I am installing a recirc type system on a system that is run by a Rinnai unit. The rinnai unit puts out 9.8 GPM and the area of concern is about 50 feet away. I ran a 3/4" main, and a 1/2" return line for the hot side. I want to install a pump and a flow switch to control that pump so as to speed up the time it takes for hot water to get there. A timer would not work in this application, as it would be a waste of money to run, and the customer has no peak times. Very random schedule. I did not want to use an aquastat as I do not want the pump to run all day. Just want to speed up getting hot water to the point of use, so as to make it seem like recirculation is happeneing. Big time savings for customer, and pump only works when you crack a faucet. Rinnai unit has 16 feet of head to overcome. I am just having trouble sizing this pump. Can you help?
Thanks. I know it must be of bronze or stainless construction. 1/2" inlets, and able to overcome 16 feet of head. What GPM rate should I be looking at so as to prevent short cycling of the circuit? Thanks!


----------



## Tommy plumber (Feb 19, 2010)

So let me get this straight, you want to put a re-circ. line on a tankless heater without a timer? If you put a flow switch, how is this going to increase speed of hot water getting to fixtures?


----------



## ZL700 (Dec 8, 2009)

A flow switch can be used. It enhances flow when perhaps just a .5 GPM faucet is turned on. The recirc pump could be 2-3 GPM, thus the hot water gets there much faster by purging the line versus the standard wait.

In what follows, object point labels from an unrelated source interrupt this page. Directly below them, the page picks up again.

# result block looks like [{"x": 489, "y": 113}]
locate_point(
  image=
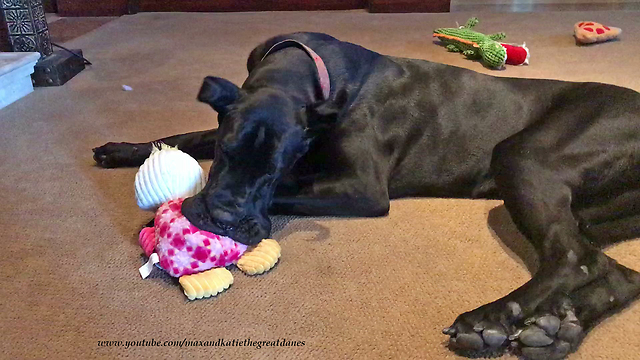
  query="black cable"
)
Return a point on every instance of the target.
[{"x": 86, "y": 62}]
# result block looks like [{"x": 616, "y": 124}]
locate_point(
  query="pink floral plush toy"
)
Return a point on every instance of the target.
[
  {"x": 195, "y": 256},
  {"x": 182, "y": 248}
]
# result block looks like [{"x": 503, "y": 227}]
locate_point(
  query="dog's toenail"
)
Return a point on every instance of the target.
[
  {"x": 584, "y": 269},
  {"x": 471, "y": 341},
  {"x": 534, "y": 336},
  {"x": 494, "y": 337},
  {"x": 570, "y": 332},
  {"x": 549, "y": 323},
  {"x": 449, "y": 331},
  {"x": 514, "y": 307}
]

The down side is most inexpensive paddle type flow switches are not sensitive enough, so you will be looking at spending $200 to get it to activate and work right. Also, many have added a time delay relay cube so that once flow is sensed the circ stays on a period of time. Other options is a sensitive pressure switch on the hot water outlet with time delay works well.


----------



## TheMaster (Jun 12, 2009)

Motion sensors to control the pump.


----------



## ZL700 (Dec 8, 2009)

Motions are good, but for me for instance I dont want it to activate my pump as I am just going to the walkin closet on the backside of the master bath to put away clothes.


----------



## BROOKLYN\PLUMB (May 21, 2010)

maybe check out the taco d'mand pump


----------



## TheMaster (Jun 12, 2009)

ZL700 said:


> Motions are good, but for me for instance I dont want it to activate my pump as I am just going to the walkin closet on the backside of the master bath to put away clothes.


Sure every jobs different,I was just giving options.:thumbsup:


----------



## Protech (Sep 22, 2008)

Maybe a high head pump coupled with motion sensors in the use areas only.

Example: Motion sensor in the shower ceiling. Custom cut a blinder for teh sensor so that it only sees inside the shower/tub enclosure.

Motion sensor above the sink with a blinder that will cut the area down to just in front / on top of the sink.


Maybe Mr. hotshot engineer ZL700 can show us the equation to size a pump to a pipe system to achieve a given gpm?


----------



## ZL700 (Dec 8, 2009)

Protech said:


> Maybe a high head pump coupled with motion sensors in the use areas only.
> 
> Example: Motion sensor in the shower ceiling. Custom cut a blinder for teh sensor so that it only sees inside the shower/tub enclosure.
> 
> ...


Very nice protech

As you should know, need the details first
Thats the problem most plumbers dont understand or comprehend


----------



## Protech (Sep 22, 2008)

Copper pipe in water that will not cause a high degree of internal roughness with aging or reduction in hydraulic diameter. Internal diameter is 3/4". 100' run each way developed length with fitting equivalent lengths factored in. 80' actual developed length each way. Water temp is 125F. Static pressure to water heater is 65psi.

We want a pump that will get us hot water to the end of that run in 5 seconds with no water hammer. Cuts out when the auquastat at the end of the run reaches 125F. Pump starts by user pressing demand button.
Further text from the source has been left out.